6914: Room For Change.


From The New York Times. Hey, maybe Madison Avenue executives should be forced to room—or at least share cubicles—with minorities.

Interracial Roommates Can Reduce Prejudice

By Tamar Lewin

As a freshman at Ohio State University, and the only black student on his floor, Sam Boakye was determined to get good grades — in part to make sure his white roommate had no basis for negative racial views.

“If you’re surrounded by whites, you have something to prove,” said Mr. Boakye, now a rising senior who was born in Ghana. “You’re pushed to do better, to challenge the stereotype that black people are not that smart.”

Several recent studies, at Ohio State and elsewhere, have found that having a roommate of a different race can reduce prejudice, diversify friendships and even boost black students’ academic performance.

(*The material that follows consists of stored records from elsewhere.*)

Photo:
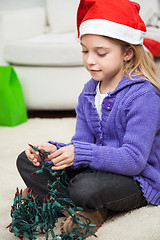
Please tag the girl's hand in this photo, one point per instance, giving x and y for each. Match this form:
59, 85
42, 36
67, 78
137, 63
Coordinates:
33, 155
63, 157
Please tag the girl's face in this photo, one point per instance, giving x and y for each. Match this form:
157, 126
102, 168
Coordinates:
103, 58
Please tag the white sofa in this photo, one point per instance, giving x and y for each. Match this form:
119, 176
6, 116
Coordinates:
42, 46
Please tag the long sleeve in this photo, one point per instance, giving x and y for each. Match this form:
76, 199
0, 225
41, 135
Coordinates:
142, 119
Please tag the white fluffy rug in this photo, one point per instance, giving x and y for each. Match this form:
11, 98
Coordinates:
140, 224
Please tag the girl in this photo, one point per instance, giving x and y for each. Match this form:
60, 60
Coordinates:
113, 160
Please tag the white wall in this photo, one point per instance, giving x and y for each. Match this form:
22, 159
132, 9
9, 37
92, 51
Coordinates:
17, 4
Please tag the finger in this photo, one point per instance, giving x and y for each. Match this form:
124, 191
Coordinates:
56, 168
55, 154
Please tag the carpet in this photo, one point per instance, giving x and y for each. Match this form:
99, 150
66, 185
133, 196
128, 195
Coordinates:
140, 224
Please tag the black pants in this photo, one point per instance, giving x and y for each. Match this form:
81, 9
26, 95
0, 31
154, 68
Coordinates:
88, 188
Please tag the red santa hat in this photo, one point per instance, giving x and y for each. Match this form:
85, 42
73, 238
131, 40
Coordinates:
118, 19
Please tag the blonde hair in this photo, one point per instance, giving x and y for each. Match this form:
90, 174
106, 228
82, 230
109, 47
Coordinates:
142, 63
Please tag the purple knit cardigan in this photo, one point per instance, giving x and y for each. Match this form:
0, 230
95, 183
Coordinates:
127, 140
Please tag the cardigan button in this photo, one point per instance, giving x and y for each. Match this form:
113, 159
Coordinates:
108, 105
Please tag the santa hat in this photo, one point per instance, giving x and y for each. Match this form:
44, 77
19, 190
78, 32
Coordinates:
118, 19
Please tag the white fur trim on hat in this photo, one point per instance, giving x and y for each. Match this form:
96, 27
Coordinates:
112, 29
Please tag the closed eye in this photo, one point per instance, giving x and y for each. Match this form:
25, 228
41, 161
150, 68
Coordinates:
84, 52
102, 54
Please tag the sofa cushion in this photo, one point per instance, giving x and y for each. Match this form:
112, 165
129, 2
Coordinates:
62, 15
45, 50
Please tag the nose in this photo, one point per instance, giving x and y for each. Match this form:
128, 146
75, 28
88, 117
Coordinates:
90, 59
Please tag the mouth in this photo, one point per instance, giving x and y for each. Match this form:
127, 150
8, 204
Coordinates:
94, 71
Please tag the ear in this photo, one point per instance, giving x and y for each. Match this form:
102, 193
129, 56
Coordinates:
129, 54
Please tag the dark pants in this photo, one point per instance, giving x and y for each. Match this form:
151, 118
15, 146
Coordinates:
88, 188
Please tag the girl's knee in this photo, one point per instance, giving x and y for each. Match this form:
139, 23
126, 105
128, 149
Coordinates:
80, 192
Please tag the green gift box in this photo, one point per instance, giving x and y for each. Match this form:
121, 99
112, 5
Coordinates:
12, 105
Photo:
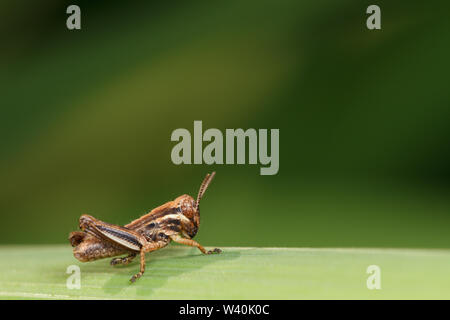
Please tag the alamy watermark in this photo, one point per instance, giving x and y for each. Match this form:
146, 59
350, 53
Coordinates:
235, 139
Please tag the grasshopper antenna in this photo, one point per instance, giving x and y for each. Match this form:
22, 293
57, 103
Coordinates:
203, 188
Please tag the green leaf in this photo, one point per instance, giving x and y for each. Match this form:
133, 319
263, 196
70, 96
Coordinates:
178, 272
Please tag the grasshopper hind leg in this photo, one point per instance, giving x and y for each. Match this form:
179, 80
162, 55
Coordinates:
123, 261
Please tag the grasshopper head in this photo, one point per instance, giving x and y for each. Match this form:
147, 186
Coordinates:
190, 208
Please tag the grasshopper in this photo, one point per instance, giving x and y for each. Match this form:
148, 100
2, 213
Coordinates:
176, 220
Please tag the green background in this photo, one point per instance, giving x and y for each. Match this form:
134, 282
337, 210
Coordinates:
86, 118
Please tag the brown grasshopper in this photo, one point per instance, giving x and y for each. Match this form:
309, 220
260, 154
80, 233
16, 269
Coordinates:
177, 220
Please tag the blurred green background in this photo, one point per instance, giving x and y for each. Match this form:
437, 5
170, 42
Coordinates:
364, 118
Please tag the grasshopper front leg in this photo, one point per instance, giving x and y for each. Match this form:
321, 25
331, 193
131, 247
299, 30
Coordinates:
193, 243
123, 261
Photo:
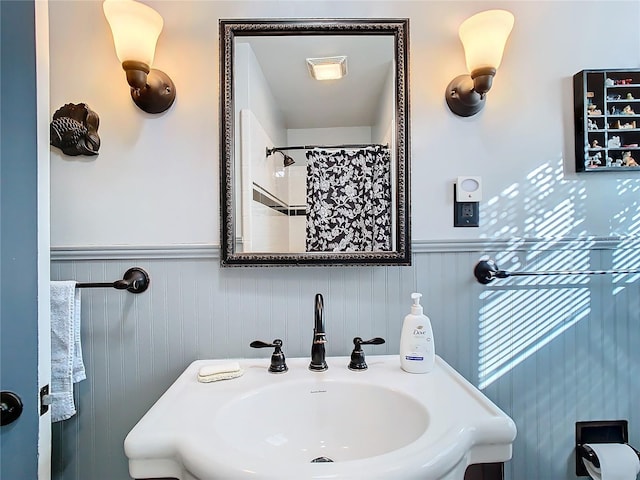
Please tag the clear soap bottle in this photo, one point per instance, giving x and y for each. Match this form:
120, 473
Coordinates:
417, 349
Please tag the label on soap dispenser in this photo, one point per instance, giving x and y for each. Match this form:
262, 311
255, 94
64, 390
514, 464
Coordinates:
419, 346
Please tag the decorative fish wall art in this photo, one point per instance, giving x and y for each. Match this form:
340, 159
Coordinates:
74, 130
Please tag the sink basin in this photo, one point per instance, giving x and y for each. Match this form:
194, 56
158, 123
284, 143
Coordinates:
300, 421
381, 423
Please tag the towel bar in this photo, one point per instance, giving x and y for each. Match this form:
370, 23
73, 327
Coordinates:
134, 280
486, 270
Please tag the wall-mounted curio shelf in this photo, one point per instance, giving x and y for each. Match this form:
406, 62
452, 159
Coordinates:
607, 120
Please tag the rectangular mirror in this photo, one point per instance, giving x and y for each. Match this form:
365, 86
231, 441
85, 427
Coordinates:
314, 171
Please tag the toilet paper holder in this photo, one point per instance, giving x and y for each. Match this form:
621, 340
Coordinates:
602, 431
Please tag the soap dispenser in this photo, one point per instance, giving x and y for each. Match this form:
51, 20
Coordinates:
417, 350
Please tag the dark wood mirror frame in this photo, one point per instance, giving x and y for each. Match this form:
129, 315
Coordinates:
229, 30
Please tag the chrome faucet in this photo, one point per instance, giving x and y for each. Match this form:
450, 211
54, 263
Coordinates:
318, 363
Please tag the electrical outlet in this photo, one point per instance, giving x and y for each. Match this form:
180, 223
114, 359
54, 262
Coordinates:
465, 214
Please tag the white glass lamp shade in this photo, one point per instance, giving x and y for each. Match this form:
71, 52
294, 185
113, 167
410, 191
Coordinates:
327, 68
484, 37
135, 28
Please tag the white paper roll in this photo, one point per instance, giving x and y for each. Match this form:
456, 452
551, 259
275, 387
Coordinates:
617, 462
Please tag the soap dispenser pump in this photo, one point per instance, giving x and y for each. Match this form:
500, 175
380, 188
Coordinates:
417, 350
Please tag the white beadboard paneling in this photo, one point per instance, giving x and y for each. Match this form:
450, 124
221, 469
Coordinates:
136, 345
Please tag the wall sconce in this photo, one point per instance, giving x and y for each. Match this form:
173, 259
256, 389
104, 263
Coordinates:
483, 37
136, 28
287, 161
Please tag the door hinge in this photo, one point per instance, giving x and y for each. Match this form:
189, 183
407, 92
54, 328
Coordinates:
45, 399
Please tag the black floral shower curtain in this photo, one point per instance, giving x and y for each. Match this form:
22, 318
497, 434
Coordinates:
349, 200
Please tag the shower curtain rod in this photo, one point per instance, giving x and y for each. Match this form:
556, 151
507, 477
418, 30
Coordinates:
487, 270
311, 147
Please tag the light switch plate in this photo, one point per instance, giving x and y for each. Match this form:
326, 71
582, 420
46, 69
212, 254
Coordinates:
465, 214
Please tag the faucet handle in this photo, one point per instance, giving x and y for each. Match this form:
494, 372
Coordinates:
278, 364
357, 356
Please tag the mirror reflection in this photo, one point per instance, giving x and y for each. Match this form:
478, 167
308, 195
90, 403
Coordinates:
314, 147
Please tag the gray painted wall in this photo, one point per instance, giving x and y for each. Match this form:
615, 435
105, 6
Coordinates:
19, 237
551, 350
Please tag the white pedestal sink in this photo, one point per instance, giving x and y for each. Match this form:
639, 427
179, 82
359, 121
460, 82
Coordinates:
381, 423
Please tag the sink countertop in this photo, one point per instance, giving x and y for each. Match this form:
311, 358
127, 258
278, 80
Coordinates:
178, 437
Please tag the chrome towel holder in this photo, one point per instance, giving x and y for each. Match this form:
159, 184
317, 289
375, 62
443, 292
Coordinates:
486, 271
134, 280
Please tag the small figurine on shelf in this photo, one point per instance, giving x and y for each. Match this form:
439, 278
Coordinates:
593, 110
594, 160
628, 160
614, 142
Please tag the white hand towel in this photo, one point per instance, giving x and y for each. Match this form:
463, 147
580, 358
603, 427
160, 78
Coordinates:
67, 366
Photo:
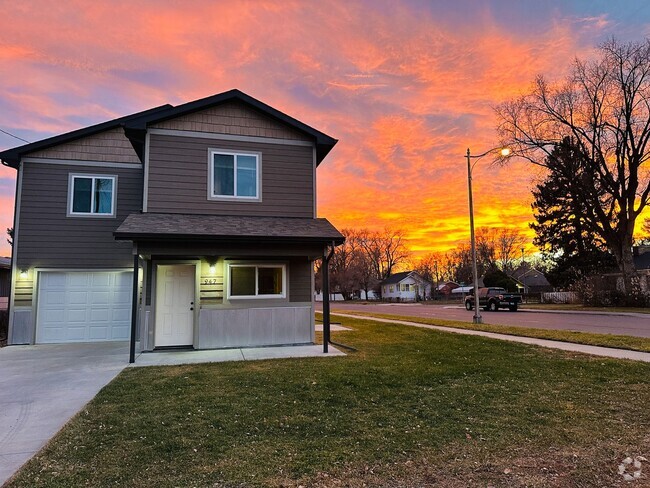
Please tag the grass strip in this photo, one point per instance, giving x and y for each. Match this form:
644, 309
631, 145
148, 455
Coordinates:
607, 340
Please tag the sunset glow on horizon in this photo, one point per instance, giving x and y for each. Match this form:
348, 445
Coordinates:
406, 88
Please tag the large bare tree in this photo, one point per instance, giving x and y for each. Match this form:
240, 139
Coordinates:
603, 106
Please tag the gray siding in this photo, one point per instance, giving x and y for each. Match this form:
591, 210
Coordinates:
111, 145
178, 178
233, 118
48, 238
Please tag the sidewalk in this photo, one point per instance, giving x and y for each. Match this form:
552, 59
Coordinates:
564, 346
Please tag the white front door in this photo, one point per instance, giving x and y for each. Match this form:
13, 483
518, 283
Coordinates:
174, 305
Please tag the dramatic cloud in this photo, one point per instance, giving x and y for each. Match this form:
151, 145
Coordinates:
406, 87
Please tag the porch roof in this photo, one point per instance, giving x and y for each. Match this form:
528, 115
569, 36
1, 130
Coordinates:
168, 226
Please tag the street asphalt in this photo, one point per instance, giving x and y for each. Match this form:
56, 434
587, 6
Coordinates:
632, 324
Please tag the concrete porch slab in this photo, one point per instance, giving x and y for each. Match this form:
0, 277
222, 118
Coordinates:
333, 328
172, 358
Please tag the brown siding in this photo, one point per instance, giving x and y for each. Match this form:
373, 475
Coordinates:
24, 289
211, 285
178, 178
111, 145
300, 280
232, 118
48, 238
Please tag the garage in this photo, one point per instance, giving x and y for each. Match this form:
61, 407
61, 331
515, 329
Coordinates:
83, 306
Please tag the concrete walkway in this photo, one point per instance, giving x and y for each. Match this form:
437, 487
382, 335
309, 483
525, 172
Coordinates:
42, 387
172, 358
564, 346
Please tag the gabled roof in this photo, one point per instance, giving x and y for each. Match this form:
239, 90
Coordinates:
529, 276
11, 157
135, 126
324, 143
399, 277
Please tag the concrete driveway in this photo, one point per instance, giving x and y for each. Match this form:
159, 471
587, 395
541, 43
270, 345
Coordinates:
42, 387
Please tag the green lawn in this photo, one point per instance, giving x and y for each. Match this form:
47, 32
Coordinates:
607, 340
412, 407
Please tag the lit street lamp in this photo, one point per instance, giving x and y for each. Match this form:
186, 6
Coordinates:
503, 152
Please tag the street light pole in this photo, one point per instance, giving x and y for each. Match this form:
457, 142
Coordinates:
477, 319
504, 153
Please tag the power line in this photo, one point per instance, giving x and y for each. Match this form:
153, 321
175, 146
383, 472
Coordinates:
12, 135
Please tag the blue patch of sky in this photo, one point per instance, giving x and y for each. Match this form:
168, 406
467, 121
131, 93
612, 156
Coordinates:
529, 17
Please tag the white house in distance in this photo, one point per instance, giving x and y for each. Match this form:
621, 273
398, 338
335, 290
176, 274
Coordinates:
405, 287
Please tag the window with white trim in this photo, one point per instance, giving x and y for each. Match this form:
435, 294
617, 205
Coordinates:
257, 281
92, 195
234, 175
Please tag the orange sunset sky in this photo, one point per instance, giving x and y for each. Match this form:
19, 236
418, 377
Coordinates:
406, 87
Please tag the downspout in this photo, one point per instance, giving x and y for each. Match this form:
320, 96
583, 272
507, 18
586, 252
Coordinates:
326, 296
134, 304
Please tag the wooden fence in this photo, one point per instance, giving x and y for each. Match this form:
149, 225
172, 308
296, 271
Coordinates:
561, 297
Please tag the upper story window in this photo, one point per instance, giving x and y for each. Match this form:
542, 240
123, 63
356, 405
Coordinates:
92, 195
234, 175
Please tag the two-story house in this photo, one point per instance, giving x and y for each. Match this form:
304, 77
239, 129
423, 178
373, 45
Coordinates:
407, 286
187, 226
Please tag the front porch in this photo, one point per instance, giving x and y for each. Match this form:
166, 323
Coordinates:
173, 358
215, 282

But, the research found, such relationships are more stressful and more likely to break up than same-race pairings.

As universities have grown more diverse, and interracial roommate assignments are more common, social scientists have looked to them as natural field experiments that can provide insights on race relations.

“From a scientific standpoint, when these roommates are paired, you have a natural experiment going on, in an area that’s very difficult to test empirically,” said Thomas E. Trail, a graduate student in psychology at Princeton University who has studied interracial roommates. “You couldn’t very well set up an experiment assigning people to spend several months living with someone of a different race.”

Russell H. Fazio, an Ohio State psychology professor who has studied interracial roommates there and at Indiana University, discovered an intriguing academic effect. In a study analyzing data on thousands of Ohio State freshmen who lived in dorms, he found that black freshmen who came to college with high standardized test scores earned better grades if they had a white roommate — even if the roommate’s test scores were low. The roommate’s race had no effect on the grades of white students or low-scoring black students. Perhaps, the study speculated, having a white roommate helps academically prepared black students adjust to a predominantly white university.

That same study found that randomly assigned interracial roommates at Ohio State broke up before the end of the quarter about twice as often as same-race roommates.

Because interracial roommate relationships are often problematic, Dr. Fazio said, many students would like to move out, but university housing policies may make it hard to leave.

“At Indiana University, where housing was not so tight, more interracial roommates split up,” he said. “Here at Ohio State, where there was a housing crunch, they were told to work it out. The most interesting thing we found was that if the relationship managed to continue for just 10 weeks, we could see an improvement in racial attitudes.”